A is for Achievable. There’s nothing wrong with dreaming big, but like I mentioned before, we have to be careful about not choosing something so overwhelming that it frustrates us or prevents us from starting. It might not sound impressive to improve yourself by 15% in a year, but if you learned about compound interest, you’ll know that, at that rate, the improvement will be over 100% in 5 years and more than 300% in 10 years. I don’t know about you, but I would love to have a 300% bigger vocabulary. A huge achievement like that is just a string of reasonable goals that you can accomplish month after month and year after year.
R is for Relevant. You’ve laid out these specific, measurable, and achievable tasks for yourself. Now make sure they are relevant to your overall goal and the direction you want your life to go. Also consider how your goal fits in with your other goals, responsibilities, and circumstances. It can be tough to balance between your passions and what others might think is best for you.
T is for Timed. Similar to how your goal needs to be measurable, it needs to have a time frame for completion. People tend to work better under a reasonable timeline because pressure can be a great source of motivation. You can also use time to break up a big goal into smaller benchmarks. For example, if your resolution is to write a novel, you might try to complete one chapter every month.

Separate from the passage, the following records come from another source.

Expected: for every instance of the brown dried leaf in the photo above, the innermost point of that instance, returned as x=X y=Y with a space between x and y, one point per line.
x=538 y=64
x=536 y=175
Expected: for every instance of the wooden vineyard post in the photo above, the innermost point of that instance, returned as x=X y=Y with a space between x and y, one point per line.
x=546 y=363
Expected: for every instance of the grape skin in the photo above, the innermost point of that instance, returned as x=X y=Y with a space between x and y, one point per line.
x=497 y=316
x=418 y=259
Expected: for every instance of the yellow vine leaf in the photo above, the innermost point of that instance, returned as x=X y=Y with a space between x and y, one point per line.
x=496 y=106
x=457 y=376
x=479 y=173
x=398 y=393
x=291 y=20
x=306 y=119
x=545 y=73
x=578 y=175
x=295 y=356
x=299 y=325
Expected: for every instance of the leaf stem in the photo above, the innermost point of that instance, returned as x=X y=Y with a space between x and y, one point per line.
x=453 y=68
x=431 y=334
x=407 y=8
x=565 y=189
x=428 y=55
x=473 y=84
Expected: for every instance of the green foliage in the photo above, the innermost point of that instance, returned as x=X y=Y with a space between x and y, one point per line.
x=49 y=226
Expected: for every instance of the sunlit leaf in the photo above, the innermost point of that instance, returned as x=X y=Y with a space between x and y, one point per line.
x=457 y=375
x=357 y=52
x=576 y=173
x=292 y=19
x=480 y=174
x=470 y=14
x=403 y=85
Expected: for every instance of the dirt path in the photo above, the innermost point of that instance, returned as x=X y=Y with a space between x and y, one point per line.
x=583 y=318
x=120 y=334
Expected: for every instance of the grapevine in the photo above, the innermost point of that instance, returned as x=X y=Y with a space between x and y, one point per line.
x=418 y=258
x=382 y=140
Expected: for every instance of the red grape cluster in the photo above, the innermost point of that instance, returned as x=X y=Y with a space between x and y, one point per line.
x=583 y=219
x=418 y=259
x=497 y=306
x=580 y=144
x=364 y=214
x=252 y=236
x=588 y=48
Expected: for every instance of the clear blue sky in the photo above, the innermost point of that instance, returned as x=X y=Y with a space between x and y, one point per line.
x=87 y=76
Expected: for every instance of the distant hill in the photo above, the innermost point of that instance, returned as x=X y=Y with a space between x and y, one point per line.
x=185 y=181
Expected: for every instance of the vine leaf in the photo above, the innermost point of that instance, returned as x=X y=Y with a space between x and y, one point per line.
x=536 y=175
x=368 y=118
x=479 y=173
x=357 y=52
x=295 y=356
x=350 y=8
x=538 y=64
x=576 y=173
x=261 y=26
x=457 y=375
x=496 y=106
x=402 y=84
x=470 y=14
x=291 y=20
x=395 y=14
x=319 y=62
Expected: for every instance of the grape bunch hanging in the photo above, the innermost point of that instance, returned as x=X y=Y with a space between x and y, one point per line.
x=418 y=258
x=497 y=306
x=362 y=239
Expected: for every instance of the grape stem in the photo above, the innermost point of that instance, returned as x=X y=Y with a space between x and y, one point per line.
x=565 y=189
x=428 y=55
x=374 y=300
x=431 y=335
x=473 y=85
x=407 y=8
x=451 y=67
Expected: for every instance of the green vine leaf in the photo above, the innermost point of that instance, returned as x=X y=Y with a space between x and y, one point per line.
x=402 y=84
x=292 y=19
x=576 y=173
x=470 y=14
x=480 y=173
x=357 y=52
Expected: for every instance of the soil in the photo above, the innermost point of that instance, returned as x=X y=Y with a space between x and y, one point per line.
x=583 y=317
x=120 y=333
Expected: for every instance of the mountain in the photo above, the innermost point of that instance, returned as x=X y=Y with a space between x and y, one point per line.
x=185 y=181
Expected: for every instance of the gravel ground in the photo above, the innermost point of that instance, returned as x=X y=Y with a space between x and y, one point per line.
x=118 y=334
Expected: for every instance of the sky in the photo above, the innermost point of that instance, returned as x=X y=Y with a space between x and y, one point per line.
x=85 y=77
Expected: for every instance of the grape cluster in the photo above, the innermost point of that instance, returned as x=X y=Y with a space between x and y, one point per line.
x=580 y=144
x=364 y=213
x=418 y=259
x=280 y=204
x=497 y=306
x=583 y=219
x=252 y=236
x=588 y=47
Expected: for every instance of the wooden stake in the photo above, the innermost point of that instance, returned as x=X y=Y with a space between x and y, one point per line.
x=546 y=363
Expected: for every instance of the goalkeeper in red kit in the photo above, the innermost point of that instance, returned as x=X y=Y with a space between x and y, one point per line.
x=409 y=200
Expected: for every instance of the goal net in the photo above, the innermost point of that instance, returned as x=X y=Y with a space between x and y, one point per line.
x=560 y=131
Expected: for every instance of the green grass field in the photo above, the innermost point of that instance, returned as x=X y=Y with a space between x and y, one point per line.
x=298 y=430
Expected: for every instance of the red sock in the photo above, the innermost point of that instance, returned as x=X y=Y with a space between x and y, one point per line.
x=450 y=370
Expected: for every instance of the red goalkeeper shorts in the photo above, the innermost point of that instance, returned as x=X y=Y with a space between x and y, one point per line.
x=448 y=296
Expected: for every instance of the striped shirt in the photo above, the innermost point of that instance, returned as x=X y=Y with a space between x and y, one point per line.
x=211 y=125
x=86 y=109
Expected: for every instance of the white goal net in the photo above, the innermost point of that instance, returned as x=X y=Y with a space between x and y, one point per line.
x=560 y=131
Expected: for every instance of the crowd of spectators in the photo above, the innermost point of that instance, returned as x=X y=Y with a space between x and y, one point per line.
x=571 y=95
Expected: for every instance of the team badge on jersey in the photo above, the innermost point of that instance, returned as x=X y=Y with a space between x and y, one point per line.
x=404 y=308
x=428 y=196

Making SMART goals allows you to track your progress, which is a must. Not only will it keep you accountable, but it will be a great source of pride when you look back at that testament of hard work at the end of the year. There are many ways to do this, such as by keeping a daily log or journal. A friend of mine wanted to read and exercise at least four times a week. Check out how she tracked her progress:
I hope this has inspired you to make 2018 a year that you can be proud of. Reach out to your parents, mentor, or other people in your support network if you would like help in setting a New Year’s resolution or in keeping yourself accountable. Happy new year!